Arthritis. Rheumatoid arthritis is an incredibly painful condition that affects about 1.3 million americans. It’s an autoimmune condition that causes swelling and pain in the joints. Some clinical case studies suggest that omega-3s can be helpful for managing rheumatoid arthritis and decreasing the amount of pain medication necessary.
Eye Health. As we age, our vision often declines. In some cases this is due to a condition called macular degeneration which ultimately can result in blindness. The omega-3 fatty acid DHA is high in the retina, and studies show that those who consume higher amounts of omega-3 have a lower risk of developing macular degeneration. Unfortunately, macular degeneration is irreversible, and omega-3s are ineffective for slowing loss in those who already have macular degeneration.
How Much Omega-3 Should I be Getting Daily?
Since ALA is the only omega-3 that’s considered essential, it’s the only type of omega-3 with an established daily recommendation.
- Adult Women - 1.1 g/day
- Adult Men - 1.6 g/day
The daily recommendation is lower for children, but for teens, the recommendation is similar to adults. The omega-3 recommendation also increases for women if pregnant (1.4 g) or breastfeeding (1.3 g).
Optimal Sources of Omega-3
Most omega-3 recommendations come along with the advice to eat more fish.
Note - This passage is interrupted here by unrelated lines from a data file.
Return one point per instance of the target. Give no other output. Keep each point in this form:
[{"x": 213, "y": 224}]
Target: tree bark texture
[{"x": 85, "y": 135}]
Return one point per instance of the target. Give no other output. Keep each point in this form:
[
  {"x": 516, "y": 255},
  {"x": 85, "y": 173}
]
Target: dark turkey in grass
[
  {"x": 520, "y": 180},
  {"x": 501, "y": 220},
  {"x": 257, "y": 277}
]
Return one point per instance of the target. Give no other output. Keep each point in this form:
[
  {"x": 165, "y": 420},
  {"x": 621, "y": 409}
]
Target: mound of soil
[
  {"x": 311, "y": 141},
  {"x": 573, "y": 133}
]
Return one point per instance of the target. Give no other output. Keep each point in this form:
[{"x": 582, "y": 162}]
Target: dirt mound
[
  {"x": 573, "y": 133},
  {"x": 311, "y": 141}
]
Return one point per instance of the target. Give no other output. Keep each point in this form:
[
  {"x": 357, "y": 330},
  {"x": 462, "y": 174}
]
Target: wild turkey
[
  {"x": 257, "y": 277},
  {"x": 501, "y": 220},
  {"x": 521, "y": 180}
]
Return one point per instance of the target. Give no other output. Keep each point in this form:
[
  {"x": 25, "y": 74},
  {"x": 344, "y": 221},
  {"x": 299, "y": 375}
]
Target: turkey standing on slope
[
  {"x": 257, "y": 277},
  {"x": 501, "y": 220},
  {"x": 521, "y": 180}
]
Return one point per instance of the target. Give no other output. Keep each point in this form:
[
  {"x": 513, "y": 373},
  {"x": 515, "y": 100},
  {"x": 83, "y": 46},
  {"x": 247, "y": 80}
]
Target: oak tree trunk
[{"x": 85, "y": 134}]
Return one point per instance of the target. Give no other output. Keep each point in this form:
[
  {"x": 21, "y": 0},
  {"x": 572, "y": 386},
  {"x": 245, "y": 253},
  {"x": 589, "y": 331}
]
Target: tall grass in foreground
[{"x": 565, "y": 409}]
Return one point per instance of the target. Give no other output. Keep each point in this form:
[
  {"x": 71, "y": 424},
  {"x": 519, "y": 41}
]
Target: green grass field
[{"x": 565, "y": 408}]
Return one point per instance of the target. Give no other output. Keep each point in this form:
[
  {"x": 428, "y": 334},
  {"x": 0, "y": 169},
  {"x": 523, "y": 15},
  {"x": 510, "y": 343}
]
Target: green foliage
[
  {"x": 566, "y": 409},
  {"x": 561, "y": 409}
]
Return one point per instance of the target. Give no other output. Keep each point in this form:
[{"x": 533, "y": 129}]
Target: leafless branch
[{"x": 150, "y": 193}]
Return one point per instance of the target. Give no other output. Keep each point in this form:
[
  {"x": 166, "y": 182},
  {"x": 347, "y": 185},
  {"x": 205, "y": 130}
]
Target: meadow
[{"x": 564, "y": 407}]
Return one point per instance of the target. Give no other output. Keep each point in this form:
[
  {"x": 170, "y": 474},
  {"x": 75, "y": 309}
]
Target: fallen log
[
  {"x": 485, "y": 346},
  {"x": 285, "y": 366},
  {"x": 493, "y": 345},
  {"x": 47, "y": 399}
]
It’s common to hear health professionals recommend eating fish 1 to 2 times per week. That’s because fish like salmon, herring, and sardines tend to be great sources. In particular, cold-water fish tend to have more fat, and therefore more omega-3s, compared to warmer water fish like tilapia, cod, and bass.
It’s also important to note that farm raised fish typically have a lower level of omega-3s than wild-caught fish, likely due to dietary differences.
But, we all know that fish is great for omega-3s. So, what are some other good sources?
Grass-fed beef. Usually beef is not a great source of omega-3s, especially compared to salmon or other cold-water fish. But, grass-fed beef does contain higher levels of omega-3 than grain fed cattle, and less omega-6. Similarly, grass-fed whey protein also has a higher omega-3 content.
Walnuts, Flax, and Chia. This nut, and seeds are notoriously high in omega-3. Since studies suggest vegetarians have lower levels of EPA and DHA than meat eaters, it’s especially important for them to pay attention to omega-3s, and flax, chia and walnuts are great options.
Micro-algae. In a previous article, we recommend eating like a fish. That’s because the omega-3s in many fish originate from microalgae, which contain omega-3s. In particular, spirulina and chlorella both contain omega-3s, and can be found in both the BN Labs Organic Greens, and Spirulina powder
Although all of the above are good sources of omega-3s, it’s recommended to get your omega-3s from a variety of different sources. Rather than focusing on one food item, create variety in your diet. While you may enjoy some salmon for dinner, you can toss some chia or spirulina powder into a morning smoothie to get a balance of omega-3s from various different sources.